Nothing of what he thought showed on his face. He found to his pleasure that the main part of the house was quite warm, and that his muscles therefore would obey him in a gentlemanly fashion. His gratitude did not stretch to making any concessions in his appearance. Then they rapped on a wide, four-panelled door, and when a woman’s voice spoke, opened it and sent him in.

She sat, modishly dressed, by a blazing log fire, the splendid woman born of an English king’s sister, in whom the hopes of two thrones, kept alive through three reigns, were still burning secretly. The woman of whose eight children only Harry Darnley and Charles still survived, precocious pupils of their tutor John Elder. Lymond said, ‘Alone? A somewhat disagreeable cop in its coppeweb?’

She had always been glorious, with her green-fair hair and regal stature, and in the eighteen months and more since last they met she had ripened, it seemed, in the sun of royal and Catholic favour, her skin sumptuous, her eyes dark and rich as her jewels. Lady Lennox said, ‘There are four men you know of on the other side of the door.’

He had expected her to assail him with words. ‘And Matthew?’ he said. ‘Gai comme un bonnet de nuit?’ He did not intend to walk halting towards the saving heat of the fire, so he stayed where he was.

‘My husband is in Settrington,’ Lady Lennox replied. ‘I might have had you brought into Bridlington Bay, but I preferred to have you dealt with more distantly, and without Matthew being involved.’

‘Also, young Allendale could put the matter on an official footing,’ Lymond said. So they were, as he had guessed, not too far south of Berwick. He added thoughtfully, ‘I came quite to like Willie Grey. If anything happens to me, won’t there be repercussions?’

He saw then, from her eyes, that she knew a little more than he had bargained for. ‘From whom?’ Margaret said. ‘France has no interest in you now. The English Council don’t want a prominent mercenary bought into the anti-Catholic factions in either Scotland or England. I can think of no one who will mourn you, Francis, and a great many who will be much comforted to learn that God has otherwise disposed of you. Provided it is done with discretion.’

‘Oh, I can see the advantages,’ Lymond said. ‘The Cardinal’s gratitude: the help of the de Guises to get back your lands in Scotland, and perhaps even to work towards better things. Matthew for Regent, and Harry for King. What do you do about Richard?’

‘Show him your grave,’ Margaret said. ‘When finally we agree to allow him to visit you. Unless you have a particular resistance to cold?’

He said, ‘Evading excessive heat so far has been my speciality.’ A plaguing thirst and a growing lightheadedness made him aware that he had lost rather more blood than he could afford to.
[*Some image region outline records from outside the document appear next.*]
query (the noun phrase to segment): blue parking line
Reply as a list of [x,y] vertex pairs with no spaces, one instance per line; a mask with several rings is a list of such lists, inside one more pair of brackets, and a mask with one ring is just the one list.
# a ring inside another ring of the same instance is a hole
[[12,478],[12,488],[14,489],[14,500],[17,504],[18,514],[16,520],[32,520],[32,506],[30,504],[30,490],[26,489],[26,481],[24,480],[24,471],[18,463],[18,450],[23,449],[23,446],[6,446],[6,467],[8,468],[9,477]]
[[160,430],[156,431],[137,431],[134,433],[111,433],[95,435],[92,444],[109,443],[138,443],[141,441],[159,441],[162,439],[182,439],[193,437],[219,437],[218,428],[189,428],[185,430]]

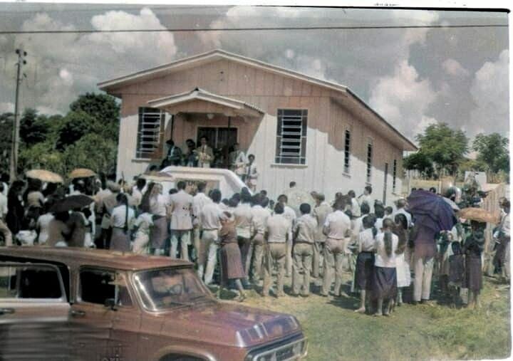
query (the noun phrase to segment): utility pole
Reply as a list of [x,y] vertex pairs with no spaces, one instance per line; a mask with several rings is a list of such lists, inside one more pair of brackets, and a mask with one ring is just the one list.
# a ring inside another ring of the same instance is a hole
[[21,67],[26,64],[25,57],[27,53],[23,49],[18,48],[16,51],[18,54],[18,62],[16,63],[16,100],[14,101],[14,122],[13,124],[12,135],[12,147],[11,149],[11,182],[16,179],[18,175],[18,149],[19,147],[19,85],[21,82],[20,74],[21,73]]

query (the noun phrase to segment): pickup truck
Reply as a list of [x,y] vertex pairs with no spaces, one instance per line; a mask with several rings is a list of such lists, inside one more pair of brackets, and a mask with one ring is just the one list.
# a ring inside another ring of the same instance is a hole
[[192,263],[0,248],[0,360],[279,361],[306,357],[289,315],[219,302]]

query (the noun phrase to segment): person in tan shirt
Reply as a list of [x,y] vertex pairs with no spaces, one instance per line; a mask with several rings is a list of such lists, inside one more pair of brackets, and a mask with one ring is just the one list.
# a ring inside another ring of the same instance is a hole
[[284,206],[276,203],[274,214],[267,219],[265,239],[267,246],[264,271],[264,287],[262,295],[268,296],[271,287],[271,275],[276,265],[278,268],[276,280],[276,297],[285,295],[283,290],[285,277],[285,258],[286,257],[286,242],[291,233],[291,222],[284,216]]
[[253,231],[253,282],[256,283],[262,278],[262,262],[264,260],[264,235],[267,226],[267,219],[271,216],[271,211],[267,208],[269,198],[258,194],[253,198],[254,206],[252,208],[253,218],[252,229]]
[[[292,294],[297,295],[301,289],[304,296],[310,294],[310,273],[311,272],[314,242],[315,241],[317,221],[310,214],[310,204],[302,204],[299,206],[301,216],[296,220],[293,229],[294,264],[292,266]],[[301,279],[301,272],[303,279]],[[302,282],[301,282],[302,281]]]
[[324,222],[323,233],[327,236],[324,246],[324,276],[321,295],[327,296],[333,281],[333,294],[340,295],[342,286],[343,262],[346,248],[351,236],[351,219],[344,213],[346,204],[337,201],[333,204],[333,213],[330,213]]
[[317,229],[316,230],[316,239],[314,243],[314,256],[312,258],[312,276],[318,278],[321,276],[320,268],[323,264],[323,254],[324,252],[324,242],[326,236],[323,234],[323,226],[326,221],[328,214],[331,213],[333,209],[326,202],[324,194],[315,193],[314,198],[316,206],[314,209],[313,216],[317,221]]

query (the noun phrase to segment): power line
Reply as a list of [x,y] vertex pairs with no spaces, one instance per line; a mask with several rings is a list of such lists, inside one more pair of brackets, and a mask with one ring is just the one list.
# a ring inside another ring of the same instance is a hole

Margaret said, ‘So I would gather. I am told that you encouraged an old great-uncle to perform his business of the night with your wife, and that you haven’t bedded her since. It seems a pity. Green wood, they say, makes a hot fire. Can you afford such fastidiousness?’
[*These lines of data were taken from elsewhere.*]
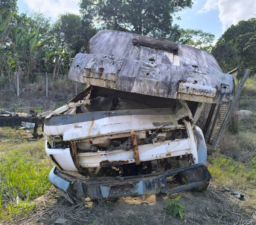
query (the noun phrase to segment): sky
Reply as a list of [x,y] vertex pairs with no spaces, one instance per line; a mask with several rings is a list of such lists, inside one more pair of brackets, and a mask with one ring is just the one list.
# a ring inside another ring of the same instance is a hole
[[[79,0],[18,0],[20,13],[45,13],[53,21],[65,12],[79,14]],[[232,24],[256,18],[256,0],[193,0],[192,8],[178,13],[174,23],[184,28],[200,29],[215,35],[215,39]]]

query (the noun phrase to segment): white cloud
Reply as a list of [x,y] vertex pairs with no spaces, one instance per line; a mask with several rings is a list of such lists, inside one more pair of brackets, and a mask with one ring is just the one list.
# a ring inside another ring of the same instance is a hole
[[247,20],[256,18],[256,1],[255,0],[207,0],[203,8],[197,11],[206,13],[213,9],[218,9],[219,18],[222,24],[222,32],[232,24],[236,24],[241,20]]
[[68,12],[79,13],[79,0],[23,0],[30,9],[46,12],[53,18],[58,14]]
[[206,13],[212,9],[218,9],[218,0],[207,0],[204,6],[197,11],[197,13]]

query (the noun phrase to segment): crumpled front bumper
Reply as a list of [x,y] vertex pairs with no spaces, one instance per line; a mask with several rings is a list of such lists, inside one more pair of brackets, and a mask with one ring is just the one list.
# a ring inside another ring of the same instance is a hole
[[[197,174],[197,178],[189,183],[170,188],[167,177],[190,171]],[[198,176],[199,175],[199,176]],[[207,167],[202,163],[165,172],[121,177],[77,177],[64,175],[54,166],[49,176],[49,180],[57,190],[71,202],[84,201],[89,197],[112,198],[160,192],[173,194],[209,184],[212,178]]]

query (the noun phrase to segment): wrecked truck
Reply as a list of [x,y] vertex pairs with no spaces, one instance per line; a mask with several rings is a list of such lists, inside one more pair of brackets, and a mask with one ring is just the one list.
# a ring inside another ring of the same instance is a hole
[[87,88],[46,117],[44,130],[55,164],[49,180],[69,201],[207,188],[196,123],[206,103],[228,105],[235,90],[210,54],[104,30],[75,56],[69,77]]

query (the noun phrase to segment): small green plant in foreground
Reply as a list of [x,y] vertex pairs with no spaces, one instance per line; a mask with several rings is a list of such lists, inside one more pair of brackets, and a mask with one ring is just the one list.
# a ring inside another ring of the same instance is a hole
[[179,199],[181,197],[178,196],[175,199],[169,199],[166,201],[165,206],[165,213],[172,214],[174,217],[179,215],[183,219],[183,211],[184,206],[181,203],[178,202]]

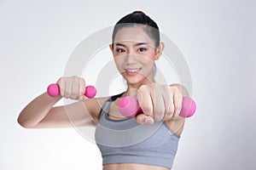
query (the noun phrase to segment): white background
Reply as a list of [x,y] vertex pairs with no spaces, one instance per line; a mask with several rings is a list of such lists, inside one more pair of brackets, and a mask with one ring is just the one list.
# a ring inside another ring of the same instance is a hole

He had not expected that, either. ‘I don’t suppose I can,’ he said. ‘Now that the field has shrunk so alarmingly.’

‘And I rather doubt,’ Margaret said, ‘if I am in any danger. Don’t move. I want to see how long you can stand there. Allendale tells me your poor child-wife is most unhappy. You have a heavy hand, have you not, for girl children? I remember the young lady who could not see. What was her name? Joleta?’

‘You have my conquests confused,’ Lymond said. ‘I have the same trouble. Joleta was the sister of that charming hypocrite I am sure you remember: Sir Graham Reid Malett of Malta?’

‘I gave myself the pleasure of telling Lord Allendale about her,’ Margaret Lennox said. ‘He knew about Graham Malett. Have you not realized yet that he regards you as a man of that stamp? You are his holy war, Francis.’

‘And yours?’ he said.

He could see, in the swimming heat of the fire, that she was smiling.